It is a different domain but that wasn’t your argument. Your argument was that someone was comparing it to a POC when in fact they were comparing to a finished product.
Also a AAA game (with the engine) with physics, networking, and rendering code is up there in terms of the most complex pieces of software.
They just claimed that you can build a 3D game in 500k loc, thus Claude Code shouldn't use so many loc. They/you didn't render the argument for that.
For example, without looking at the code, the superstition also works in the opposite direction: Claude Code is an interface to using AI to do any computer task while a 3D game just lets you shoot some bad guys, so surely the 3D game must be done in fewer loc. That's equally unsatisfying.
You'd have to be more concrete than "sounds like a lot".
> Claude Code is an interface to using AI to do any computer task
Claude Code is quite literally a wrapper around a few APIs. At one point it needed 68GB of RAM to run and requires 11ms to "lay a scene graph" to display a few hundred characters on screen. All links here: https://news.ycombinator.com/item?id=47598488
> while a 3D game just lets you shoot some bad guys, so surely the 3D game must be done in fewer loc.
I could run a text adventure with a Zmachine emulator under a 6502 based machine and 48k of RAM, with Ozmoo you can play games like Tristam Island. On a Commodore 64, or an Apple II for you US commenters. I repeat the game it's being emulated in a simple computer with barely more processing power than a current keyboard controller.
As the ZMachine interpreter (V3 games at least, enough for the mentioned example), even a Game Boy used to play Pokemon Red/Blue -and Crystal/Sylver/Blue, just slightly better specs than the OG GB- can run Tristam Island with keypad based input picking both selected words from the text or letter by letter as when you name a character in an RPG. A damn Game Boy, a pocket console from 1989.
Not straightly running a game, again. Emulating a simple text computer -the virtual machine- to play it. No slowdowns, no-nothing, and you can save the game (the interpreter status) in a battery backed cartridge, such as the Everdrive. Everything under... 128k.
Claude Code and the rest of 'examples' it's what happens when trade programmers call themselves 'engineers' without even a CS degree.

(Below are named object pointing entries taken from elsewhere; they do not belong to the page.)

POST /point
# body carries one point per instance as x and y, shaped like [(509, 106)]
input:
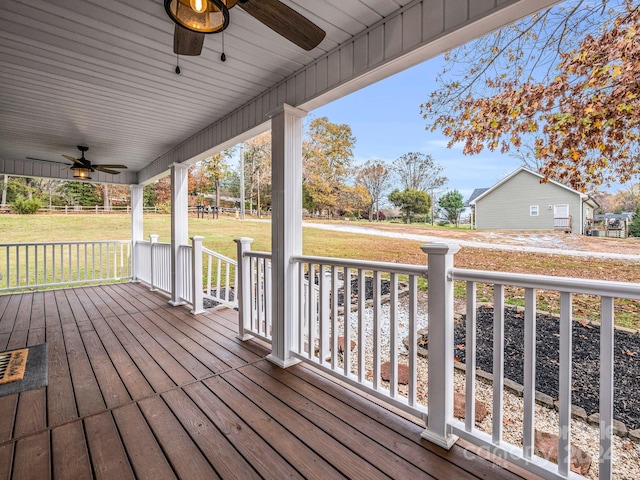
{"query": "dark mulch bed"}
[(586, 364), (208, 303)]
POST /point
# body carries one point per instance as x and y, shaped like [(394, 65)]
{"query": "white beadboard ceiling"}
[(101, 73)]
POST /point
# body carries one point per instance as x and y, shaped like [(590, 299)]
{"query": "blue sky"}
[(385, 119)]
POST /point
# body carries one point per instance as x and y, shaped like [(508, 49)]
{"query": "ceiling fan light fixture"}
[(81, 173), (202, 16)]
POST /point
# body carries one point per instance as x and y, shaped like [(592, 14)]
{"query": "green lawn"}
[(219, 234)]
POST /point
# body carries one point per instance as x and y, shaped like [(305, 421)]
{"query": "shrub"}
[(24, 206)]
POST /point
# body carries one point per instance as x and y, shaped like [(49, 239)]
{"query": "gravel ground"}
[(626, 453), (585, 361)]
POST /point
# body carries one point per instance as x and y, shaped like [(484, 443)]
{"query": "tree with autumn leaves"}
[(579, 117), (327, 156)]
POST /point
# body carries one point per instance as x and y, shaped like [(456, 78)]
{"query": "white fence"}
[(221, 276), (335, 317), (54, 264)]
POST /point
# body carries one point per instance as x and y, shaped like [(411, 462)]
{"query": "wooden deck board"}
[(140, 389), (69, 452)]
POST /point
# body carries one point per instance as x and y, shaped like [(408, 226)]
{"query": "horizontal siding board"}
[(412, 27), (508, 206), (402, 33)]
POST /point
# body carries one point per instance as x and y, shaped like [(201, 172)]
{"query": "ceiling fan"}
[(196, 18), (82, 167)]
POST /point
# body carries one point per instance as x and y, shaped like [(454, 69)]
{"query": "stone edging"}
[(542, 399)]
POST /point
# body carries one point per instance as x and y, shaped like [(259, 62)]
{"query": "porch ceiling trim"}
[(413, 34)]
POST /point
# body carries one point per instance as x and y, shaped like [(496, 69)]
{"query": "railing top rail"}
[(257, 254), (562, 284), (218, 255), (400, 268), (64, 242)]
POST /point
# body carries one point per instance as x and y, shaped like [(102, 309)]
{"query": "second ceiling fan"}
[(196, 18)]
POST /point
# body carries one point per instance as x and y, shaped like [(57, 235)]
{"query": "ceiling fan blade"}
[(105, 170), (186, 42), (72, 159), (285, 21)]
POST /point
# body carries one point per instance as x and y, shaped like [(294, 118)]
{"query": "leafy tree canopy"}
[(375, 177), (410, 201), (452, 204), (418, 171), (562, 85), (327, 156)]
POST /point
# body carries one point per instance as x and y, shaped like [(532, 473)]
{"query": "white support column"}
[(137, 230), (196, 275), (153, 238), (440, 314), (286, 228), (179, 225), (243, 287)]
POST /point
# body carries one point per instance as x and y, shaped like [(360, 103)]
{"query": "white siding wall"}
[(508, 206)]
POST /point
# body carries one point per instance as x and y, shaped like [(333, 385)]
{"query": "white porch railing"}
[(221, 274), (153, 263), (566, 287), (321, 320), (55, 264), (153, 266), (254, 292)]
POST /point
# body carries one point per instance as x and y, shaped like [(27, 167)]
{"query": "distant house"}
[(610, 225), (521, 202)]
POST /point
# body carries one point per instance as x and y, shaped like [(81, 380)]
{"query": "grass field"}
[(219, 234)]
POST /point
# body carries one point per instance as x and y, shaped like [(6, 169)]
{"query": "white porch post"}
[(286, 227), (196, 274), (243, 287), (440, 314), (136, 227), (179, 225)]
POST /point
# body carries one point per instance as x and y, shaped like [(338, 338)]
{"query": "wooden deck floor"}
[(139, 389)]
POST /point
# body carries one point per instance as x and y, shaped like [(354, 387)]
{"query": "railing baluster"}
[(310, 311), (529, 371), (498, 361), (301, 307), (413, 340), (362, 294), (376, 329), (346, 351), (334, 317), (564, 445), (324, 314), (18, 265), (37, 266), (26, 256), (227, 280), (260, 295), (606, 387), (470, 359), (393, 337), (218, 273), (268, 297)]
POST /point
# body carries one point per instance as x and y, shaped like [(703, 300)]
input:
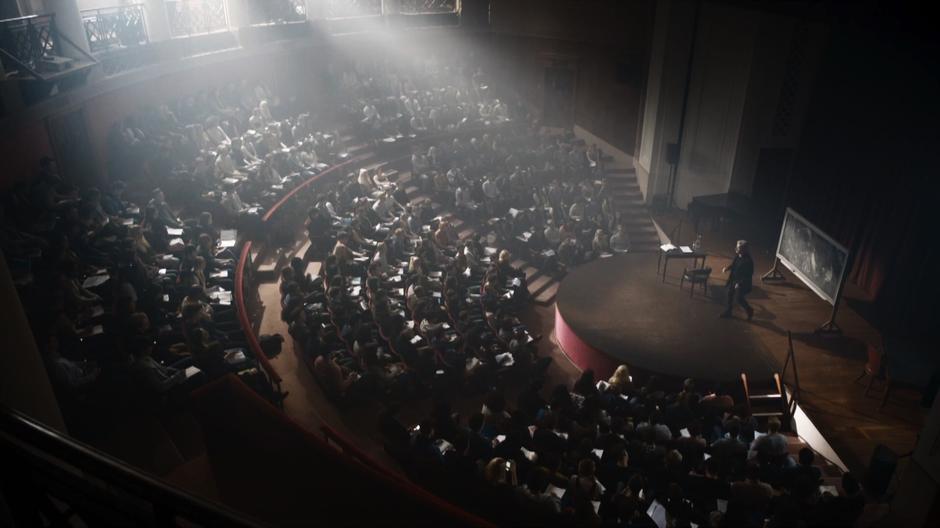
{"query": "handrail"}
[(26, 436), (241, 310), (255, 345), (239, 287)]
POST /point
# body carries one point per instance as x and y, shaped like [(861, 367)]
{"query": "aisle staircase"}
[(627, 198)]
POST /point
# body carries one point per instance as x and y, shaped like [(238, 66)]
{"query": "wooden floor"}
[(828, 367), (623, 309), (850, 421)]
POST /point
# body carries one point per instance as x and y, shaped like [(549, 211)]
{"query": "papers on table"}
[(222, 296), (443, 445), (657, 512), (472, 363), (235, 355), (505, 359), (95, 280), (92, 331), (227, 238)]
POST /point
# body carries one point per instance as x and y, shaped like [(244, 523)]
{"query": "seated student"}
[(162, 209), (772, 447), (601, 243), (337, 381), (750, 496), (620, 240), (66, 373), (153, 376)]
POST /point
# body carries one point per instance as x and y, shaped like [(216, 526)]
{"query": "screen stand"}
[(774, 274), (830, 327)]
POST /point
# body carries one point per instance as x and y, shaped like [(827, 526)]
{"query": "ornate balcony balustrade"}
[(276, 11), (196, 17), (422, 7), (353, 8), (25, 41), (115, 27)]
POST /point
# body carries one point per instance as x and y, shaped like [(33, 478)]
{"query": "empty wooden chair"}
[(695, 276)]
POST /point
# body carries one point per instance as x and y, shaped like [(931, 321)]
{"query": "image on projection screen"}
[(814, 257)]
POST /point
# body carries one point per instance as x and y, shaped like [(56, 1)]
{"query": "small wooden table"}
[(666, 256)]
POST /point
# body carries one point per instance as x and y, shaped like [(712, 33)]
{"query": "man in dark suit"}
[(739, 279)]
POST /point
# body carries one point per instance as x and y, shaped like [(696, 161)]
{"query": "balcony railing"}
[(425, 7), (353, 8), (25, 41), (276, 11), (115, 27), (196, 17)]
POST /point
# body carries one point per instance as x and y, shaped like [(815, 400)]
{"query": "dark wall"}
[(866, 170), (605, 42)]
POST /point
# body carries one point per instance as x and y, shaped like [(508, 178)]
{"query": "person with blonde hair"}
[(621, 379)]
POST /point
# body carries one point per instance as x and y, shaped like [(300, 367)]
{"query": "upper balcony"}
[(41, 52)]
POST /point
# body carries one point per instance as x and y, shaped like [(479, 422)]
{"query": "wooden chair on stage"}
[(875, 369), (695, 276)]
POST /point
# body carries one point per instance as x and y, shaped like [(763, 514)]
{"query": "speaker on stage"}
[(881, 468)]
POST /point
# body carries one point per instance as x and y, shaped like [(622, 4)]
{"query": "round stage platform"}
[(619, 310)]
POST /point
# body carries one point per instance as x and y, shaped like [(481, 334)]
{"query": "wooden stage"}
[(618, 310)]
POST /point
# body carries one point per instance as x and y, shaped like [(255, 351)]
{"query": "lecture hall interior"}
[(639, 263)]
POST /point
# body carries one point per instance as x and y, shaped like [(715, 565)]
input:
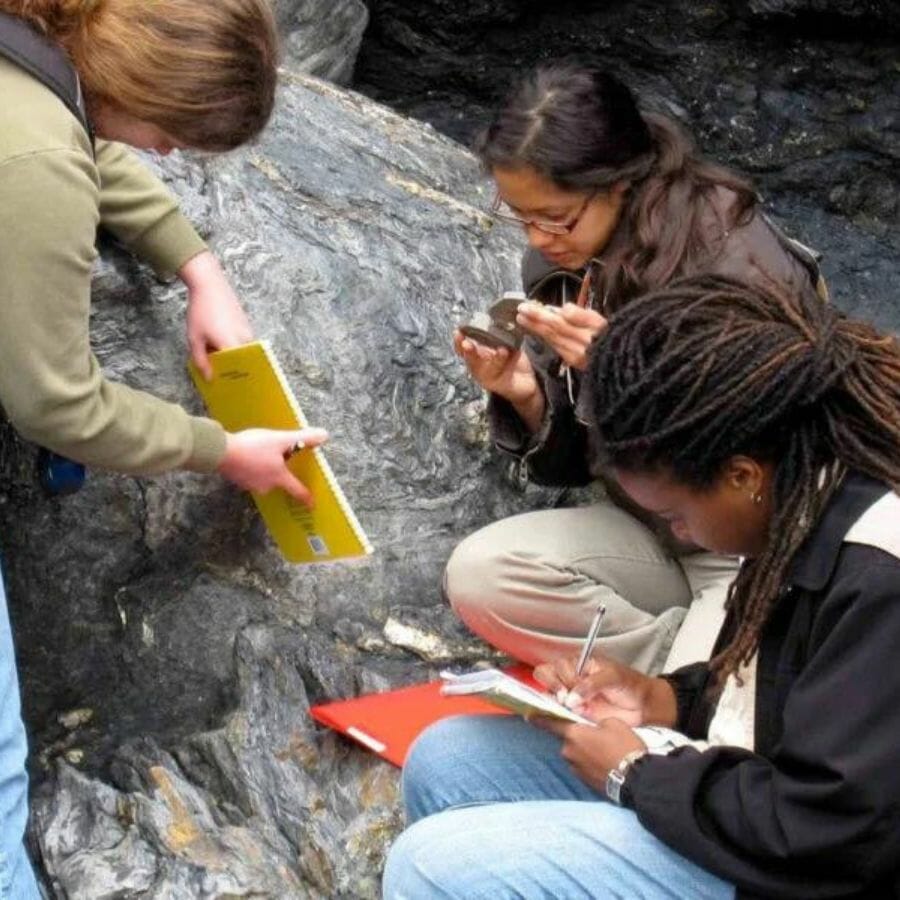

Yes, because they've vibed it into phenomenally unnecessary complexity. The mistake you continually make in this thread is to look at complexity and see something that is de facto praiseworthy and impressive. It is not.
> A GUI/client can be arbitrarily more or less complex than the things it's GUI'ing.
If it's an interface to ffmpeg, then sure, the GUI could be extremely complicated code.
But that's not what we are talking about, is it? We are talking about an interface to a chatbot that can accept and return chats, accept and return files, and run a selection of internal commands (which include invoking itself recursively).
The interface to this chatbot that has a settings entry for "personality" is still only going to map that to one of a small number of chatbot inputs. Same with basically anything else (read the skills file, etc).
I dunno... maybe 500kSloC for a fancy IRC client is the going rate, but the last time I wrote an interface to a chat client, it was barely 10k lines, not counting the lib*.so that the the program called to interact with the chatbot, with said chatbot supporting file uploads and '/' commands.
Did your IRC client have a sandbox that let other users run commands on your box? I don't think there's enough LoC in the world before I'd let that happen!
Also a AAA game (with the engine) with physics, networking, and rendering code is up there in terms of the most complex pieces of software.